If you look closely at the statute, at the feet, you can see the nail holes from the cross. This statue has caused a stir all over the world as it has been replicated in many cities often near a church. Once, it is told, a church member complained to the pastor that a homeless man was asleep on a bench in front of the church and couldn’t he do something about this as it was “unsightly.”
            Rev. Fleming Rutledge, Episcopal priest who officiated my marriage service says we also worship “a royalty who stoops.” She goes on to say, “The Son who sits upon his glorious throne with all the nations gathered before him is the same one who, at the very apex of his cosmic power, reveals that the universe turns upon a cup of water given to the littlest ones in his name.” Jesus is not only the one who serves but also the one most vulnerable: the one who is hungry and thirsty, imprisoned, or sick. This is where we can find him. Christ chooses these places, inhabits these spaces and waits for us to show up. Our sin lies in neglecting to recognize and respond to him where he already is. On top if we haven’t recognized the poverty within our own souls,
how he dwells there too, it will be hard for us then to see him and serve him in others without being patronizing.
            Dear Ones, it is our actions and relationships which will be judged not our theology, our dogmas, or even beliefs. When we engage with those on the margins, we are not only ministering in his name but to him: “Whatever you did to the least of these, you did to me.”

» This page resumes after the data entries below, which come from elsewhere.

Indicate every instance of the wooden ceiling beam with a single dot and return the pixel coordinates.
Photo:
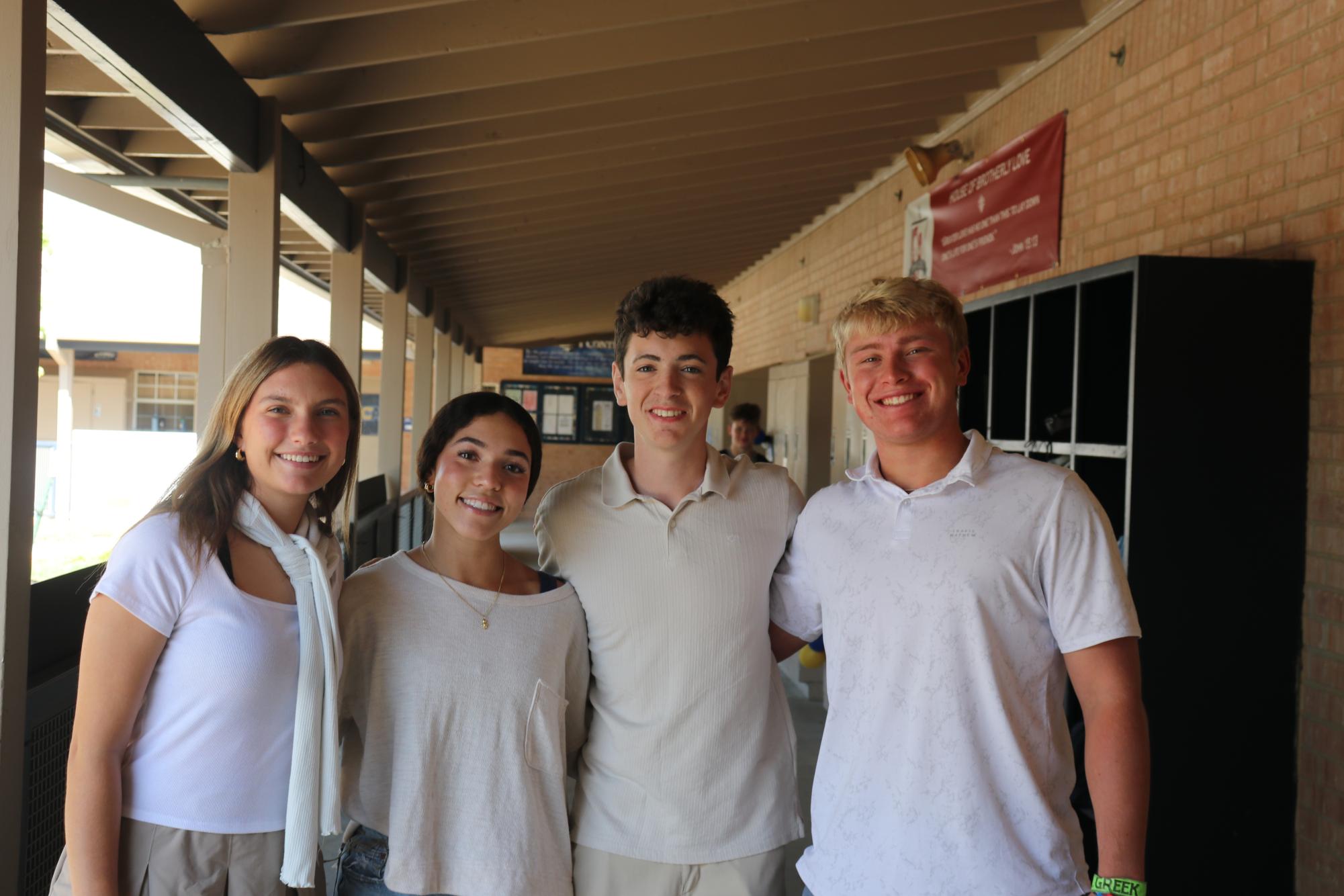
(541, 226)
(73, 76)
(464, 189)
(655, 256)
(432, 32)
(690, 134)
(598, 199)
(635, 225)
(920, 77)
(586, 187)
(162, 144)
(120, 114)
(647, 62)
(234, 17)
(525, 111)
(675, 247)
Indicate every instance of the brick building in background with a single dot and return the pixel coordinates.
(1220, 135)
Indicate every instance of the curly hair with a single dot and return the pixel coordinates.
(675, 307)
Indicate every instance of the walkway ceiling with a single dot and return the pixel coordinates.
(534, 159)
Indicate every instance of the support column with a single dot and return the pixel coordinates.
(422, 398)
(455, 367)
(349, 307)
(443, 370)
(392, 394)
(65, 359)
(210, 355)
(347, 319)
(22, 101)
(253, 291)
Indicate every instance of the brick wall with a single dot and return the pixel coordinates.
(1219, 136)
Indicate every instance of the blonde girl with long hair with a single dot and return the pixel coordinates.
(204, 757)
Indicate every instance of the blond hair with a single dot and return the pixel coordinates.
(889, 306)
(208, 492)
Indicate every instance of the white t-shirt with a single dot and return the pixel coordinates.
(946, 765)
(455, 740)
(690, 753)
(212, 746)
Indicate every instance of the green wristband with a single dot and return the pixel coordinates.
(1118, 886)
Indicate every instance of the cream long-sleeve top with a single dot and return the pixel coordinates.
(456, 741)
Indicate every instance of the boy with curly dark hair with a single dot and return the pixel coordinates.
(686, 784)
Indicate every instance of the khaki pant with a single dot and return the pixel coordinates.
(600, 874)
(167, 862)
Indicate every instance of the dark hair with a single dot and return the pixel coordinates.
(675, 307)
(206, 495)
(748, 413)
(459, 414)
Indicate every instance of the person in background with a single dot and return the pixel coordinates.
(465, 684)
(961, 589)
(744, 429)
(687, 781)
(204, 757)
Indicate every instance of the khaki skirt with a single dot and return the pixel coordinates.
(167, 862)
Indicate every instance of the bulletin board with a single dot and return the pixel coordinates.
(554, 406)
(602, 422)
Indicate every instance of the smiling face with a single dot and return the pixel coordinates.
(294, 435)
(670, 388)
(482, 478)
(903, 385)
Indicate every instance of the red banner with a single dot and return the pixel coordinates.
(999, 220)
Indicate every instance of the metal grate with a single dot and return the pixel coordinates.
(45, 761)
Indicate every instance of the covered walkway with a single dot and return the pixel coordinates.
(484, 175)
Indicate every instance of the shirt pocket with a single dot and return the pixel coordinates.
(545, 737)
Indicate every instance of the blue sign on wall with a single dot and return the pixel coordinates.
(576, 359)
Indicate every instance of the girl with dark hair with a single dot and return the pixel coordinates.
(204, 757)
(463, 699)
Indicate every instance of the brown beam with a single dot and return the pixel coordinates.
(632, 58)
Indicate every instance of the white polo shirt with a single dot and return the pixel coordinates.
(690, 750)
(945, 765)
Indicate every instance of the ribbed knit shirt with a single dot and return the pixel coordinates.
(690, 757)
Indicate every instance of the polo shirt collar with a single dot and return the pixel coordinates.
(617, 490)
(968, 469)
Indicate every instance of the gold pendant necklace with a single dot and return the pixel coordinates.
(486, 619)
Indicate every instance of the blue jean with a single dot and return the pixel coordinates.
(363, 859)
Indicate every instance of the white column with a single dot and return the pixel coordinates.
(456, 370)
(347, 327)
(210, 355)
(65, 359)
(443, 370)
(349, 307)
(22, 103)
(392, 393)
(422, 398)
(253, 291)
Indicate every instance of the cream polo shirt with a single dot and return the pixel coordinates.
(690, 750)
(945, 761)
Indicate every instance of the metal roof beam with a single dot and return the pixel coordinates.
(156, 53)
(433, 32)
(652, 64)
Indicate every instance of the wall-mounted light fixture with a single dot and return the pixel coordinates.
(926, 162)
(809, 308)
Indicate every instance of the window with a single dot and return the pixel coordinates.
(166, 401)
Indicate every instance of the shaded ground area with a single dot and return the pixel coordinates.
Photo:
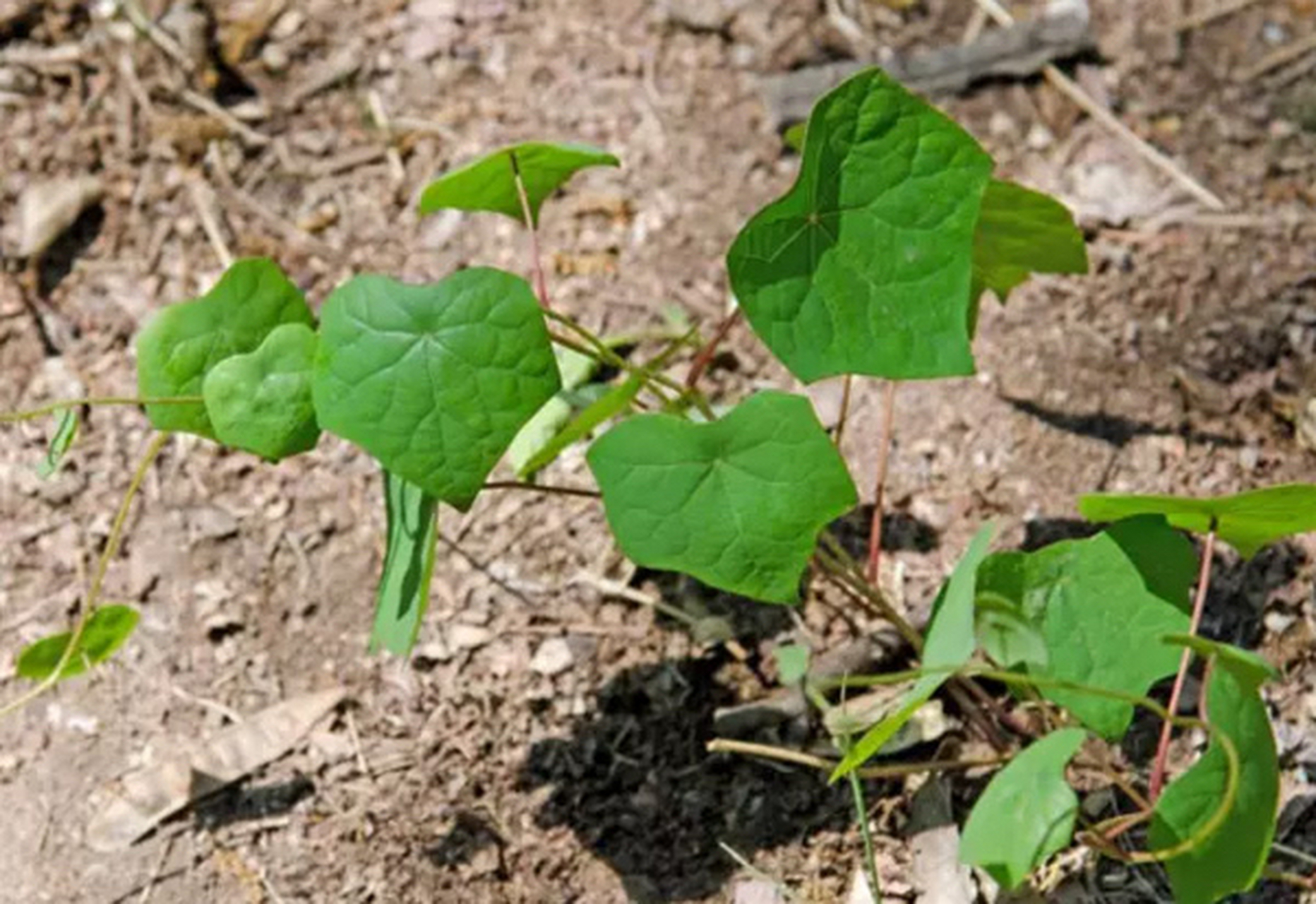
(478, 773)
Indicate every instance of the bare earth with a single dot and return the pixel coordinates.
(482, 771)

            To proclaim Jesus as our servant king, our sovereign, means we must dethrone our egos, our plans, fears, and anxiety so we can catch a glimpse of the interconnected beauty and power and vulnerable truth that all has value to God. We are called to bring our hunger, and the hunger of the world to God. We are called to “bring our inner stranger” and the exiled of the world” to him as the poet Bruce Sanguin.  “Only then can we open to healing and only then can we “dare to imagine integrity/in our inner life, our relationships, our planet,
and our political systems. Only then can we dare, as Sanguin says, “to imagine the reign of Christ as Love’s servant.”

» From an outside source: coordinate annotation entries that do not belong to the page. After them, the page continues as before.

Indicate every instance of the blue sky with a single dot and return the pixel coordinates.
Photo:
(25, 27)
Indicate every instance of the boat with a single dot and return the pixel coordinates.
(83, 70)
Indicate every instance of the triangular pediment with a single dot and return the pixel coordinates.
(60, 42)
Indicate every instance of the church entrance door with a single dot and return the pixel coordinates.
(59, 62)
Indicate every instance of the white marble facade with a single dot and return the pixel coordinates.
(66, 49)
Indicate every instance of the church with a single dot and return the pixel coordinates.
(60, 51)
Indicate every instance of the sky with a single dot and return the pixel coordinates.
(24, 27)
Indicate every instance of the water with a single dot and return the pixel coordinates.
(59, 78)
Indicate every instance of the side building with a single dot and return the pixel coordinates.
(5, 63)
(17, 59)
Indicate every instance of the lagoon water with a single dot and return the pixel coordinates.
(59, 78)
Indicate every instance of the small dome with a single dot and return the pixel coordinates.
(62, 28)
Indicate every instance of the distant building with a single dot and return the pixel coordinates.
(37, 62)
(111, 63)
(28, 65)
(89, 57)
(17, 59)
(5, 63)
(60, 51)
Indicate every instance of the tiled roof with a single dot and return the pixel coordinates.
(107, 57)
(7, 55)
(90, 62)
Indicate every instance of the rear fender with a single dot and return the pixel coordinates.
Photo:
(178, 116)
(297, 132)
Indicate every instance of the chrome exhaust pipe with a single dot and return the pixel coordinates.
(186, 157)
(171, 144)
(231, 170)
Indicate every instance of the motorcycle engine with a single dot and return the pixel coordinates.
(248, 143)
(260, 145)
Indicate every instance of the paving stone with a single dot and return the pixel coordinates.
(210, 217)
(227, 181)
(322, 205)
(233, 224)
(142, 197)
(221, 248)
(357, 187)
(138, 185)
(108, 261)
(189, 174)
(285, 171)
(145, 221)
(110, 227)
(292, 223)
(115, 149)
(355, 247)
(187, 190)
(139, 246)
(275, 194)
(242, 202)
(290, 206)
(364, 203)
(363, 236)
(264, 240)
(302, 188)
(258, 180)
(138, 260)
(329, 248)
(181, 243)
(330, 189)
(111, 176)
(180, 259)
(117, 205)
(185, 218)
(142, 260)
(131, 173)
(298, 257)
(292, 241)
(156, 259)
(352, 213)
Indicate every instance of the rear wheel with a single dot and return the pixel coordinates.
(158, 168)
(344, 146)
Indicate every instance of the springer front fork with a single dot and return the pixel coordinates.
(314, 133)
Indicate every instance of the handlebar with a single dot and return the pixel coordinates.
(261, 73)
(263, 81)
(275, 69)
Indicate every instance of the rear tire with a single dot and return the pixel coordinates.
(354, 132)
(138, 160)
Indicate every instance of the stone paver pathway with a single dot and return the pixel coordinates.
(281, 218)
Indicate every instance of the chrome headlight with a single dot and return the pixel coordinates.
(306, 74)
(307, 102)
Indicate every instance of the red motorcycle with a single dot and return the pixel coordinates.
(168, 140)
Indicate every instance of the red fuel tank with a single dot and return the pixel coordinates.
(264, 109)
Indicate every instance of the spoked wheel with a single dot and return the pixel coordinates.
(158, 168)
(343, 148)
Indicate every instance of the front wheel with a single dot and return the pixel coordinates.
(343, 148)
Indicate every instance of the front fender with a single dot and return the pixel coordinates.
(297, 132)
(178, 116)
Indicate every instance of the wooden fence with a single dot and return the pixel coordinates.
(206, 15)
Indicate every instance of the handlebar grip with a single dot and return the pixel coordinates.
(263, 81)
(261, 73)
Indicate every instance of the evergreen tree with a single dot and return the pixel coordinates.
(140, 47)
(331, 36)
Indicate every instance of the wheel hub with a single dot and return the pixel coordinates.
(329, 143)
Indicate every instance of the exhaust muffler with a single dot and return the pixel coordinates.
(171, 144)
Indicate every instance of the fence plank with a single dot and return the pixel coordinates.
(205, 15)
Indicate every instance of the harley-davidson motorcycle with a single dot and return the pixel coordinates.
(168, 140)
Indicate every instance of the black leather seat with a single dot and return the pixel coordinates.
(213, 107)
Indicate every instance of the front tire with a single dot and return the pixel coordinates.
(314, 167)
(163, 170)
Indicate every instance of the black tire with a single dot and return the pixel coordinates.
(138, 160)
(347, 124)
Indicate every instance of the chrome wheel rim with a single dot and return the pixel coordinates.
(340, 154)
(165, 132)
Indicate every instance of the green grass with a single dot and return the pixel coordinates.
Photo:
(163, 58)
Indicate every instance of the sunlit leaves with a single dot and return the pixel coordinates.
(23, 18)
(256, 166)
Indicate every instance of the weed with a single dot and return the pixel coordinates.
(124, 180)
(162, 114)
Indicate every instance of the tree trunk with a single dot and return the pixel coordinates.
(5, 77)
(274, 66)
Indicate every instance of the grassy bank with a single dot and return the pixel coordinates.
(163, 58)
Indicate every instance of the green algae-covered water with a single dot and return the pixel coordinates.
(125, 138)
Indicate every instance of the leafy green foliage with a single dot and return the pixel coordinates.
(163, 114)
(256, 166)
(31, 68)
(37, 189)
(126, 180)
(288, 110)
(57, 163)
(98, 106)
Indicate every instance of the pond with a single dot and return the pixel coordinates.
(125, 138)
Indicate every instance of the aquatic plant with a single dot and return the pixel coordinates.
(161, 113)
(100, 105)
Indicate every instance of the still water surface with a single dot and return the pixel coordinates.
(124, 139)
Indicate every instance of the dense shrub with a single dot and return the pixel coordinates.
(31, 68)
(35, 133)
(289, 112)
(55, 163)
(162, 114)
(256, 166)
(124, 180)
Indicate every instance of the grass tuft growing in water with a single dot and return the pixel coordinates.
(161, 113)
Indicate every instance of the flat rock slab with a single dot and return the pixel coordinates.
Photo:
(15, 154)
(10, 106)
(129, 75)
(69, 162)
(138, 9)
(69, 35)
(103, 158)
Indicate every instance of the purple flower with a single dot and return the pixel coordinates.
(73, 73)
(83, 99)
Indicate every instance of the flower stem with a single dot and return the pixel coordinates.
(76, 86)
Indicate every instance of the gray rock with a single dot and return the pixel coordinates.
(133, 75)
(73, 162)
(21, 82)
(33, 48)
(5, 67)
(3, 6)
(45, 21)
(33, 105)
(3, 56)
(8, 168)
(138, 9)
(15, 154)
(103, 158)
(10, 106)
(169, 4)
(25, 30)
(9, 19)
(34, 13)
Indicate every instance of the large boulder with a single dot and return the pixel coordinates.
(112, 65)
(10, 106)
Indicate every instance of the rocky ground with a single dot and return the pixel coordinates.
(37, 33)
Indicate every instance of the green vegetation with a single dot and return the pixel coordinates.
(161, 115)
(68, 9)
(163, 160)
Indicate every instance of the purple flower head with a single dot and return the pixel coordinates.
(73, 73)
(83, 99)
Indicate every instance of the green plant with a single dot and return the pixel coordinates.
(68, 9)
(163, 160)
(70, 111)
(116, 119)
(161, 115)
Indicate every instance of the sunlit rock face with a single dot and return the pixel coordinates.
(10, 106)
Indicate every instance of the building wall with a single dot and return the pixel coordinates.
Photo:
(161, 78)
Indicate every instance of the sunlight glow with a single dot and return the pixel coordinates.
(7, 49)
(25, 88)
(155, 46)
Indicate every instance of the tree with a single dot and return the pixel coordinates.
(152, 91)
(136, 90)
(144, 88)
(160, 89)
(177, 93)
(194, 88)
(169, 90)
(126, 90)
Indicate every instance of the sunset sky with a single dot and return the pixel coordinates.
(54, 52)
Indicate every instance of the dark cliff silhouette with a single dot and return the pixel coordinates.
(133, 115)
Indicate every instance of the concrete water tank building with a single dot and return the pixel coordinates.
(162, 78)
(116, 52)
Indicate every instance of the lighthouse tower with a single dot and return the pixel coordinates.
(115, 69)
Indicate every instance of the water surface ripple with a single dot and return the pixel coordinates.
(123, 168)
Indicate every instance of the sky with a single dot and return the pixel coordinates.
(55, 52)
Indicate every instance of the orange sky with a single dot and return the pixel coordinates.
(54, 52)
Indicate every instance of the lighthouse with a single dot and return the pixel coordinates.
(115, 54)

            In a year marked by a planet on fire, wars throughout the world; a year ripped open by horrendous acts of racism and violence; and finally, in a year that has witnessed our democracy coming apart at the seams; we are called to finish the church year broken open and empty; we are called to get on our knees and worship the one who reigns stooped over someone else’s pain. Why, you ask? So, Dear Ones, once again we can make room for the one who is be born anew in our hearts, the one who will be God -with- us. That’s why.